How we got on to the topic of my mother, I can't remember - it might have something to do with a certain button badge I was given prior to this party - but when I was faced with that question my mind drew a blank. After what seemed like minutes of silence from me while my interrogator watched patiently at the cogs turning behind my eyes, all I could respond with was:
"I don't know how to answer that. Give me a day or 2 and I'll come-up with something."
"Good answer." she said, and walked away to leave me to contemplate the sorts of things I could say about my own mother.
So I gave the thought a day, which then became 2, which then stretched out from however many days there are between a week before Christmas and now...
When thinking about how I describe anybody, I usually look for that 1 trait that sets them apart from the rest; the thing that makes them unique to me. In the case of my mum, it would be that she is self-sacrificing for her children: everything she did, she did for my brother and I.

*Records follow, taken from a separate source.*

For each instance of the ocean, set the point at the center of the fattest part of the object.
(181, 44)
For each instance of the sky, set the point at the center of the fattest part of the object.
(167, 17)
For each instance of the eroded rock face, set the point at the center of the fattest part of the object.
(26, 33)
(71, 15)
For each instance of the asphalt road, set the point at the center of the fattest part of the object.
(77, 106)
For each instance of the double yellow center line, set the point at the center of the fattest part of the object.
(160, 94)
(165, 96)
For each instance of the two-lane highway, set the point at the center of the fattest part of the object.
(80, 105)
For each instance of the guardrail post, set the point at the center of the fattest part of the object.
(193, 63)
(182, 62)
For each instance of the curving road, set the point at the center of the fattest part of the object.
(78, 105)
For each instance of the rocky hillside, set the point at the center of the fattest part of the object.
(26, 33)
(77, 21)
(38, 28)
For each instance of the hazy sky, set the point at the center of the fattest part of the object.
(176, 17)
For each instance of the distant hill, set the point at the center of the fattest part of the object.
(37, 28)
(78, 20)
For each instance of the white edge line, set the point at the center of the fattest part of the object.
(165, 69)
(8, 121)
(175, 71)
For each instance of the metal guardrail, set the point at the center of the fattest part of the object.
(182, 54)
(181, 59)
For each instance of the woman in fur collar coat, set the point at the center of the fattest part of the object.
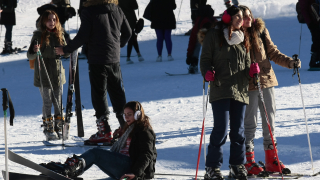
(262, 51)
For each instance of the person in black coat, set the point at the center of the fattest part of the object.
(128, 7)
(132, 157)
(105, 28)
(8, 19)
(163, 21)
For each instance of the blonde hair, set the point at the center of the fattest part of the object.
(42, 26)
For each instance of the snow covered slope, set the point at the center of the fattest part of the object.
(173, 103)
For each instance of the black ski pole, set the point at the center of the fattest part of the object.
(257, 82)
(296, 71)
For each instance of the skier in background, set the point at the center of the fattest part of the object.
(106, 29)
(48, 35)
(262, 52)
(314, 28)
(8, 19)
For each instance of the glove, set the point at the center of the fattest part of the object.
(254, 69)
(294, 63)
(210, 75)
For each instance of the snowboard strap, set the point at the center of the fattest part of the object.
(6, 101)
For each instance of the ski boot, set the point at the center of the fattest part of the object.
(72, 168)
(104, 134)
(314, 62)
(238, 172)
(213, 173)
(48, 130)
(58, 125)
(252, 167)
(272, 163)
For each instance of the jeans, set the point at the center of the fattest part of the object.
(224, 109)
(8, 35)
(113, 164)
(107, 79)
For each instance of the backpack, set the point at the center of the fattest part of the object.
(8, 5)
(299, 15)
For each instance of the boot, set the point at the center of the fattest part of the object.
(252, 167)
(72, 168)
(58, 125)
(238, 172)
(271, 164)
(48, 130)
(213, 173)
(104, 134)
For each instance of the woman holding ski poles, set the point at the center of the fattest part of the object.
(47, 77)
(262, 50)
(133, 156)
(226, 49)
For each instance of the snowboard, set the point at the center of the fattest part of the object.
(25, 162)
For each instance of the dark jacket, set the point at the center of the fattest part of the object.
(162, 14)
(101, 25)
(306, 11)
(9, 18)
(50, 59)
(128, 7)
(64, 13)
(143, 153)
(231, 65)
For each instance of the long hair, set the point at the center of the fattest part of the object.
(142, 122)
(252, 32)
(221, 26)
(42, 26)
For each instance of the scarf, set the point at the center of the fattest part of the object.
(117, 146)
(237, 37)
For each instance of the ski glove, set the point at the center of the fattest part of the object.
(209, 76)
(254, 69)
(293, 63)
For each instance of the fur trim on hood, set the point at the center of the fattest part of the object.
(259, 25)
(99, 2)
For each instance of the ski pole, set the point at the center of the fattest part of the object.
(203, 127)
(5, 107)
(296, 71)
(268, 122)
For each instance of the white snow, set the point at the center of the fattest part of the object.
(173, 103)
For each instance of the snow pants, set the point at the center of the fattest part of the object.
(48, 100)
(107, 79)
(251, 118)
(113, 164)
(223, 110)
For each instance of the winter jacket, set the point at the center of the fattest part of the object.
(105, 28)
(50, 59)
(9, 18)
(202, 21)
(143, 153)
(267, 75)
(231, 64)
(128, 7)
(306, 11)
(64, 13)
(162, 14)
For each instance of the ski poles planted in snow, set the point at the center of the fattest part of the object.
(296, 71)
(7, 100)
(203, 126)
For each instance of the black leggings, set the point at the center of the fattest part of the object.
(133, 42)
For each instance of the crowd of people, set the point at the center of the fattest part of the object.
(235, 50)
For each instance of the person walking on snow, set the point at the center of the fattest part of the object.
(128, 7)
(106, 29)
(163, 21)
(49, 35)
(262, 51)
(132, 157)
(226, 49)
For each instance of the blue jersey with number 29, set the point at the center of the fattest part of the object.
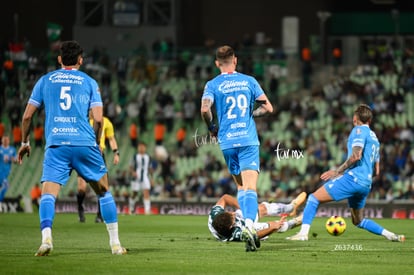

That trait encompasses many things: unconditional love, support, a level head whenever I asked her about the decisions I was facing (giving me the answer that would benefit me the most, even if the answer was not what I wanted to hear), and an almost embarrassing willingness to go out of her way to make sure my brother and I were as comfortable as we could be (eg: driving out from her work after school hours to take us home, giving us more than our share of food at the table, giving-up the window seat on a plane, etc).
That trait however is a bit of a double-edged sword; as well as being what makes my mum so great, it's also what has annoyed me the most: the unconditional love is often blind to what's going-on with others, the support would often make me think I was right when I was in the wrong, the honest answers might have carried me down the much safer path which could've given me valuable lessons or challenges to face, and the 'out-of-her-way'-ness often became too embarrassing, particularly when around my friends throughout those terrible teenage years.
Despite the good and bad nature of a child-centric focus, it's all the sorts of things I have grown to expect from a mother - and all the sorts of things that compose the yard stick by which I measure every mother I have known or will know.
And I wouldn't have it any other way.
"A mother is a person who, seeing there are only four pieces of pie for five people, promptly announces she never did care for pie."